AoE, you big tease...

I did some more testing with AoE today. I'll try to detail here what it does and doesn't appear to be.

Using Multiple Ethernet Ports

The aoe driver you modprobe will give you the option of using multiple ethernet ports, or at the very least selecting which port to use. I'm not sure what the intended functionality of this feature is, because if your vblade server is not able to communicate across more than 1 port at a time, you're really not going to find this very useful. The only way I've been able to see multi-gigabit speeds is to create RR bonds on both the server and the client. This requires either direct-connect or some VLAN magic on a managed switch, since many/most switches don't dig RR traffic by itself.

I could see where this feature would work out well if you have multiple segments or multiple servers, and want to spread the load across multiple ports that way. Otherwise I don't see much usefulness here.

How did I manage RR on my switch?

So, do to this on a managed switch, I created two VLANs for my two bond channels, and assigned one port from each machine to each channel. Four switch ports, two VLANs, and upwards to 2Gb/sec bandwidth. This is thus expandable to any number of machines if you can handle the caveat that should a machine lose one port, it will lose all ability to communicate effectively with the rest of its network over this bond. This is because the RR scheduler on both sides expects all paths to be connected. A sending port cannot see that the recipient has left the party if both are attached to a switch (which should always be online). ARP monitoring might take care of this issue, maybe, but then I don't think it will necessarily tell you not to send to a client on a particular channel and you'll need all your servers ARPing each other all the time. Sounds nasty.

AoE did handle RR traffic extremely well. Anyone familiar with it will note that packet-ordering is not guaranteed, and you will most definitely have some of your later packets arriving before some of your earlier packets. In UDP tests the numbers are usually not very large for small bandwidth tests. The higher the transmission rates, the higher the out-of-ordering.

The Best Possible Speed

To test the effectiveness of AoE, with explicit attention to the E part, I created a ramdrive on the server, seeded it with a 30G file (I have lots of RAM), and then served that up over vblade. I ran some tests using dbench and dd. To ensure that no local caching effects skewed the results, I had to set the various /proc/sys/vm/dirty_* fields to zero - specifically, ratio and background_ratio. Without doing that, you'll see fantastic rates of 900MB/sec, which is a moonshot above any networking gear I have to work with.

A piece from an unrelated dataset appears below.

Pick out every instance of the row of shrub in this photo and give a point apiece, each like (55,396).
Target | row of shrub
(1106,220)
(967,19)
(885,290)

With a direct connection between my two machines, and RR bonds in place, I could obtain rates of around 130MB/sec. The same appeared true for my VLAN'd switch. Average latency was very low. In dbench, the WriteX call had the highest average latency of 267ms. Even flushes ran extremely fast. That makes me happy, but the compromise is that there is no fault-tolerance, other than what we'd see for if a whole switch dies - and that is, by the way, assuming you have your connections and VLANs spread across multiple switches.

Without all of that rigging, the next best thing is balance-alb, and then you're back to standard gigabit with the added benefit of fault-tolerance. As far as AoE natively using multiple interfaces, the reality seems to be that this feature either doesn't exist like it's purported to, or it requires additional hardware (read: Coraid cards). Since vblade itself requires a single interface to bind to, the best hope is a bond, and no bond mode except RR will utilize all available slaves for everything. That's the blunt truth of it. As far as the aoe module itself, I really don't know what its story is. Even with the machines directly connected and the server configured with a RR bond, the client machine did not seem to actively make use of the two adapters.

Dealing with Failures

One thing I like about AoE is that it is fairly die-hard. Even when I forcefully caused a networking fault, the driver recovered once the connectivity returned and things returned to normal. I guess as long as you don't actively look to kill the connection with an aoe-flush, you should be in a good state no matter what goes wrong.

That being said, if you're not pushing everything straight to disk and something bad happens on your client, you're looking at some quantity of data now missing from your backing store. How much will depend on those dirty_* parameters I mentioned earlier. And catastrophic faults rarely happen predictably.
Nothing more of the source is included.